A few diets I have been on were cabbage diets, banana diet, weight watchers, cut back on the bread and potatoes i have been hypnotized, have had Acupuncture done, back to Weight Watchers etc etc. I wanted to be normal and feel good inside and look good outside..

Well I saw my family Dr. and he set up an appointment for me to See Dr. Amson. I am a Trucker and i am on the road a lot.. Dr. Amson would and does make suggestions on what we should do to try and help ourselves. And I would try and try and try.. I would go back to see him and would have gained some weight. AND I would leave there determined to do better..

I would go back and YES gained weight again and leave there and Be more determined to do better.. AND again I would gain just a little more.. Now I am not making excuses by any means, Yes my Job does limit me to what I can do on the road.. BUT I can have control of what I eat while I am on the road.. AND I would do well for a cple days and fall off the wagon.. AND yes I also smoked...But I quit Smoking Dec 31/06.. Seemed pointless to smoke to try and keep weight off AND still gain weight..

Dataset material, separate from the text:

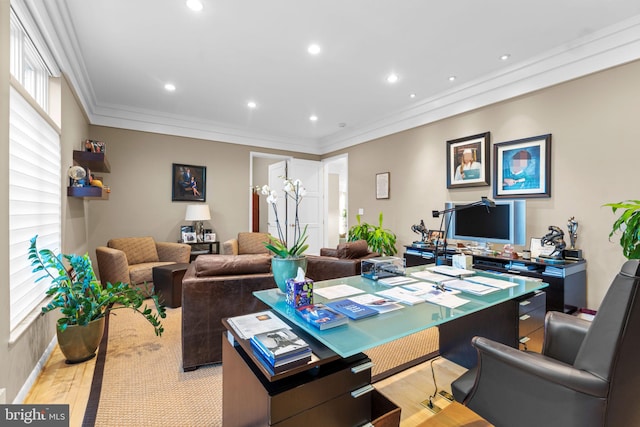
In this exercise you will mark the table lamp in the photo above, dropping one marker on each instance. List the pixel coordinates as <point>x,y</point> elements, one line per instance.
<point>198,213</point>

I saw Dr Amson yesterday, And it was hard to control myself. " You see MEN don't cry " Do They? Well i got on the Scale there and I gained more weight.. Now again I had QUIT smoking so it is to be expected.. I have to make changes and I will.. AND that is the 1st step..

I am sick of the way I look, sick of how I feel about myself, Tired of the physical pain in my feet the mental anguish of seeing people stare at you like you're some sort of freak. I hate the apron I have.. Tired of the tears.. Tired of my feet swelling up, my lower legs ballooning, I am on medication for circulation problems.. I SO WISHED I COULD BLAME SOME ONE.. But I can't blame no one but me. I am getting so as I don't want to go out anymore, i just stay and chat to people on line.. I go out to work, BUT I can hide there for the most part...How sad.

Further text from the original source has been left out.